Ch17 - Asset liability matching

Discussion in 'SA1' started by mossie, Sep 2, 2017.

  1. mossie

    mossie Active Member


    Could someone please help with my queries below?

    Q17.7 solution 2nd paragraph - “assets might have a slightly longer term than the liabilities on the grounds that the company will write some new business”.

    Does this mean, say, if assets and liabilities are fully matched by term, then writing new business will increase asset’s mean term? Could someone kindly explain how this works (i.e. how the asset’s mean term increases) using a simple numerical example?

    Many thanks!

  2. Sarah Byrne

    Sarah Byrne ActEd Tutor Staff Member

    This just means that if we are writing new business, we may have assets with a longer duration than our current liabilities as we expect the average term of our liabilities to be increasing as we write new business. As the solution goes on to say, we could use some premiums to meet current cashflows and leave assets invested. But we need to be careful if we do this as obviously new business is not guaranteed.

  3. mossie

    mossie Active Member

    Thanks Sarah. Why do we not expect the average term of the assets to be increasing as well when we write new business? or why do liabilities term increases more so than the assets?

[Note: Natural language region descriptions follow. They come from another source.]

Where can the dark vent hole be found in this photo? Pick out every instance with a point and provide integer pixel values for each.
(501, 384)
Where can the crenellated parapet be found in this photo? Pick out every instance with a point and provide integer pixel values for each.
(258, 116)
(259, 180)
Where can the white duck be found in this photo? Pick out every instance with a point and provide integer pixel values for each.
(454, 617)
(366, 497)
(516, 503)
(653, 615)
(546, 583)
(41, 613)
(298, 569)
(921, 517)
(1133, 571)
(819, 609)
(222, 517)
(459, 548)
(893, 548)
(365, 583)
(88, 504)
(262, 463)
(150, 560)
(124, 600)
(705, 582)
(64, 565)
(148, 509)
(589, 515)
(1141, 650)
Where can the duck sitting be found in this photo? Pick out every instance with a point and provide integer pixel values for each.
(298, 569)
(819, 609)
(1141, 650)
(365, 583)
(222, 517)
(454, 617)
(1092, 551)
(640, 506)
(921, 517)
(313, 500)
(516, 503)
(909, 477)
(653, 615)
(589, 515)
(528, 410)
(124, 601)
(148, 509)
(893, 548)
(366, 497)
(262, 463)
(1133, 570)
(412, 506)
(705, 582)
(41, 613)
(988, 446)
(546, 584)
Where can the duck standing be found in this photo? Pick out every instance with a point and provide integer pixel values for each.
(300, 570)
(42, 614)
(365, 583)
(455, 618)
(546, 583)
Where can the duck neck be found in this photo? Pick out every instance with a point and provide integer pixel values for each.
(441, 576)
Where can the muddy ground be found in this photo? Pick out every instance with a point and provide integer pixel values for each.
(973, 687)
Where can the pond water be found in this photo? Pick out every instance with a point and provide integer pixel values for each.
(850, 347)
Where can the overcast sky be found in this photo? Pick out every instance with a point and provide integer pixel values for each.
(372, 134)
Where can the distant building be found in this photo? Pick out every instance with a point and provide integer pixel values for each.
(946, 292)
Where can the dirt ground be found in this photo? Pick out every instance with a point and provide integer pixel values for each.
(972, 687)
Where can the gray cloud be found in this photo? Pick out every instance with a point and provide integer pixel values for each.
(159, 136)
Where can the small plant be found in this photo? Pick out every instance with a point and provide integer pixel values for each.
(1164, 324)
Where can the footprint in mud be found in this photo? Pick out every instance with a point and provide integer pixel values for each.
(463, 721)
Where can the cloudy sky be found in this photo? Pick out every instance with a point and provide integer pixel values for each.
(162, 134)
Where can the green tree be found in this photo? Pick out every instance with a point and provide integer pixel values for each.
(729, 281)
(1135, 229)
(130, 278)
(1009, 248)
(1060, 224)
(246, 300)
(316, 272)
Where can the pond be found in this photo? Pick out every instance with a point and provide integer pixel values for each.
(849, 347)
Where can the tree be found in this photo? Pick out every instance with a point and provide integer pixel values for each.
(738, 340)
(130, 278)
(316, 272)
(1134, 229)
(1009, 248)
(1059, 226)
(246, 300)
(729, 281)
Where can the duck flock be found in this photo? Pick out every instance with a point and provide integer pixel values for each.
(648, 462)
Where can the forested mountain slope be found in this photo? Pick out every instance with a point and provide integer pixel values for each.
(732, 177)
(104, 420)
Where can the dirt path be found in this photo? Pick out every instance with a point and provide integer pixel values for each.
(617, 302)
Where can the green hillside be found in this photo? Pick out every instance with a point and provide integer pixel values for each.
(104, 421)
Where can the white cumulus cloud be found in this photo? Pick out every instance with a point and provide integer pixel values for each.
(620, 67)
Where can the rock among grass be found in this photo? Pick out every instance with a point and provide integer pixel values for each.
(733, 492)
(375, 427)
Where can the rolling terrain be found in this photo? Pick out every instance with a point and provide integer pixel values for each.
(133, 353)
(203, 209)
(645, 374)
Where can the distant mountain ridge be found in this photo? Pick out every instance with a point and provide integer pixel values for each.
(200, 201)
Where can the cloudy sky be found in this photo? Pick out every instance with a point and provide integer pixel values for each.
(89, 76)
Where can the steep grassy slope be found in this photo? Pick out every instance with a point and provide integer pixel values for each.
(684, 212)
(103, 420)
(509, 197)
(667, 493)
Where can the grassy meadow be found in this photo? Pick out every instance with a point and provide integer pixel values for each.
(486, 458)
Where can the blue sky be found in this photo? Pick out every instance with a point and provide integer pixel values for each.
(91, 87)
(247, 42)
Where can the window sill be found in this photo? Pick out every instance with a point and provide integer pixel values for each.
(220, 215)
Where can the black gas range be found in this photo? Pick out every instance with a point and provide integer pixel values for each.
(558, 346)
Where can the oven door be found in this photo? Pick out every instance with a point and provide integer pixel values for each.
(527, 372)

Is it because assets with a sufficiently long term to match those new liabilities are not usually available?
  4. Sarah Byrne

    Sarah Byrne ActEd Tutor Staff Member

    The solution to this question is suggesting that rather than using premiums to invest we use them to match other short-term outgoing cashflows. So, if we have assets with a longer term than the liabilities, when we write new business and the liability duration increases, there is a margin in the assets duration to allow us to do this.

    This is only suggested as this question asks about situations when an insurer might be OK with having a longer term for its assets than liabilities. Obviously this has issues with it so in practice might not be used. Or could be used in part, but with some investment still being made.